Aim of this chapter: setup VNC access through the pitunnel so that other class participants can login and use a graphical IDE or command-line editor.
Register for the free or paid version of pitunnel.
Setup a pitunnel for VNC access to your RPi.
From the “Installation” link in pitunnel you should see a curl command and ends with the ‘&’ character.
Next you will have your RPi initiate at tunnel through the firewall.
Go to custom tunnel as shown below.
The button above labeled “Create Custom Tunnel” sends the user to a new window for creating the custom tunnel using the command-line.
See note below;
Port 5900 is used for VNC.
For tunnel name use VNCtunnel.
pitunnel --port=5900 --name=VNCtunnel
Paste and run the command similar to the above that was produced for your RPi to initiate the tunnel through the firewall.
Pressing Ctrl-C will stop this tunnel and return the command prompt.
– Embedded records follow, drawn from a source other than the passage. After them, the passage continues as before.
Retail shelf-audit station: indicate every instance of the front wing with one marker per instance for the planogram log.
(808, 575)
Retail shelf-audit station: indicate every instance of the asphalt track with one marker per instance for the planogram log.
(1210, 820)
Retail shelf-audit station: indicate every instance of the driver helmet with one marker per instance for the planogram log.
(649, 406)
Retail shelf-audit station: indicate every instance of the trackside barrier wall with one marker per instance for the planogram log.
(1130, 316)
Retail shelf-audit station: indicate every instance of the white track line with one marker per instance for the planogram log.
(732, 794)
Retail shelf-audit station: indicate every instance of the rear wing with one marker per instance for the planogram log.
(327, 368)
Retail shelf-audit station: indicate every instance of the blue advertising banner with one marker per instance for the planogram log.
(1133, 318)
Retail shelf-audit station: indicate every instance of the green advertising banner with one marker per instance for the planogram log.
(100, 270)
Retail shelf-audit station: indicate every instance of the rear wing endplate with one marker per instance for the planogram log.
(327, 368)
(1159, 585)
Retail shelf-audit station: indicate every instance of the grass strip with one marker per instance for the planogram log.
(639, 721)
If you wanted to keep it running but still need a command prompt then just open another terminal.
Alternatively start the tunnel in the background using the following advanced Linux technique.
Note: To get the command prompt back press enter twice.
Under Custom Tunnels pick up the IP:port used for the VNC.
In this example, pitunnel.com:54713
Within the VNC client use the IP:port that you got from the pitunnel.
Next, for temporarily sharing your pitunnel-VNC-desktop with collaborators change your password to binf.123 (or similar).
Share the IP:port pitunnel.com:54713
Share the password binf.123
Share through email or chat window.
After the collaboration is completed reset the password and turn off the pitunnel.
If pitunnel is running in the foreground of the terminal then use Ctrl-C. if it was started in the background you can reboot to turn off the pitunnel.
What if you started pitunnel in the background but you do not want to reboot to turn off the pitunnel?
Ask the instructor how to find and stop a running process in Linux.